Unlike wood surfaces, plastic is slick and nonporous, making it ill-suited for paint adhesion. Without proper preparation, plastic will shed its painted finish relatively soon after application. Like vinyl and fiberglass, plastic must be conditioned to accept paint through abrasion. After the proper preparation steps are performed, most any type of paint will stick to a plastic surface.
Dust particles will inhibit paint adhesion. Plastic surfaces should be washed with dish soap before the application process begins. Soap can also interfere with adhesion. It's important to rinse the plastic thoroughly, or the primer and paint may peel.
Slick, nonporous plastic surfaces lack a tooth for the primer and paint to adhere. The plastic should be scoured with sandpaper prior to application of primer. A 220 grit sandpaper is appropriate for plastic. Sandpapers with lower grits can scar plastic surfaces with scratches.
Abraded plastic surfaces require a primer base coat.
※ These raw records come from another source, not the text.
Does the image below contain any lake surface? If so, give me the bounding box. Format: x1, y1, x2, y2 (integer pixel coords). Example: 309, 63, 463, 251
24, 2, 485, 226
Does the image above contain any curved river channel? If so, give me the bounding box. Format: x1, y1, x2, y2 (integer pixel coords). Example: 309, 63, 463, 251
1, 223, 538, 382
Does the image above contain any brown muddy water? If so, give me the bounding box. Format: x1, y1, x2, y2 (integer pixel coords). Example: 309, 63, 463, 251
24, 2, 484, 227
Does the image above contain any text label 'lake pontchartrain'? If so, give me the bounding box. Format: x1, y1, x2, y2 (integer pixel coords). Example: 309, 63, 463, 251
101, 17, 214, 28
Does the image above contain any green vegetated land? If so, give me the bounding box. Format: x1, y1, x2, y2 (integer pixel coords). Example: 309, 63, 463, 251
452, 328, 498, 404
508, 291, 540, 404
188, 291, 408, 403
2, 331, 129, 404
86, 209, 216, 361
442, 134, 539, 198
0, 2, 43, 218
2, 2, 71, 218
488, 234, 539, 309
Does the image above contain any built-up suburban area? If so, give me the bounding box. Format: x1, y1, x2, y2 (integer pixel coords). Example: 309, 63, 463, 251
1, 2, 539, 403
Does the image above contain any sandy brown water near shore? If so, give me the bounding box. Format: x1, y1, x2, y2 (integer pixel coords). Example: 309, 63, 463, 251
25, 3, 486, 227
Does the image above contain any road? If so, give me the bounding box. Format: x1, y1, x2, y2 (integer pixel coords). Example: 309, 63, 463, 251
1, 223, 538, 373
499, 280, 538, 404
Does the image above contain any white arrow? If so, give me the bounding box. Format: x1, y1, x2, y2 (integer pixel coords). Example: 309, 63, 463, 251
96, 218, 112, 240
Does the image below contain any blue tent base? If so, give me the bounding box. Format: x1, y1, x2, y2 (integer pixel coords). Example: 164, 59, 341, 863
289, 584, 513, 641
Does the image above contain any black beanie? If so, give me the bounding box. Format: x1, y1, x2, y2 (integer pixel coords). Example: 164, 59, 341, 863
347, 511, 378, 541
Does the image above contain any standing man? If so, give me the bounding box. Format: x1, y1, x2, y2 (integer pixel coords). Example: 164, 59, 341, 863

Acrylic latex primers are appropriate for most malleable plastic surfaces. Oil-based primers should only be used if you plan to use oil-based paint afterward.
Acrylic latex paints are appropriate for malleable plastic surfaces, because they provide elasticity and won't crack or chip as the plastic bends. Oil-based enamel paints can be used on stiff plastics, but should never be used on plastics that bend. Oil-based enamels offer more durability than latex paints, but are not as flexible. Those who want a durable finish for their stiff plastics, but want to avoid oil-based paints, should choose a water-based appliance epoxy.
Water-based acrylic primers and paints should not be used with oil-based primers and paints, because this will cause the finish to chip and peel. Plastic surfaces should not be painted unless they have been abraded and primed first. Improper preparation will cause plastic to shed any type of paint.